Quando entriamo nella graziosa villetta che i Del Duca hanno appena acuistato a Ridgewood, New Jersey (si sono appena traferiti da Lydnhurst "per stare più più vicino alla figlia con i bambini piccoli...") oltre alle statuette originali del Settecento di un presepe napoletano, c'è una stanza a cui Nino tiene molto e vuole farti vedere subito: quella con la sua immense libreria. È colma di libri, ma soprattutto ti fa vedere quei volume di Eduardo De Filippo autografati con dedica. "Ecco Stefano, guarda qua, questo libro me lo ha regalato proprio alla vigilia della mia partenza da Napoli per l'America. Ecco cosa scrisse: ‘Ad Antonio Del Duca, queste pagine gli ricorderanno la gente lontana del suo paese. Tanti auguri Eduardo, 4 gennaio 1972'. A me Eduardo da tanta energia, lo leggo, lo rileggo e sto bene".

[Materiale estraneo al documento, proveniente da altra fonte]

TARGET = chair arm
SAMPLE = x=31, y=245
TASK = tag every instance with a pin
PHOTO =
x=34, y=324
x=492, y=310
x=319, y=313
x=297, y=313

Napoli è lontana, ma Nino quando arriva a New York  vive i primi anni a Brooklyn, si ambienta subito e soprattutto mantiene intatto il suo spirito: "Mi dicevano, ma come farai  laggiù, chissà la gente, chissà cosa mangerai. E invece non solo trovavo tutto quello a cui ero abituato, ma ero contentissimo della compagnia. E poi l'America cos'è se non tutte quelle americhe fatte di tutti quelli che sono venuti da fuori. Trovare le persone con le quali intendersi, non era un problema. Certo a qualcuno facevo impressione. Insomma ‘ma perché sorridi sempre', mi diceva qualche amico mentre giocavamo a carte. È l'unica cosa che devi veramente portare sempre con te, se non c'è l'allegria, come si fa a vivere la vita?".

Già, forse l'essenza del carattere napoletano che Nino si è portato con se in America. La capacità di saper sorridere sempre, anche difronte alle difficoltà e tragedie che ti può riservare la vita."Il napoletano ha visto troppe cose brutte nella sua storia, doveva difendersi con l'unica cosa che non gli potevano togliere. Senza l'allegria non ci sarebbe più il napoletano, non sarebbe sopravvissuto".

Fu difficile lasciare Napoli e il lavoro di geometra? "No, affatto. E lo sai perché? Perché lì ormai lavorare onestamente era quasi impossibile". Come nel film Le mani sulla città" di Francesco Rosi?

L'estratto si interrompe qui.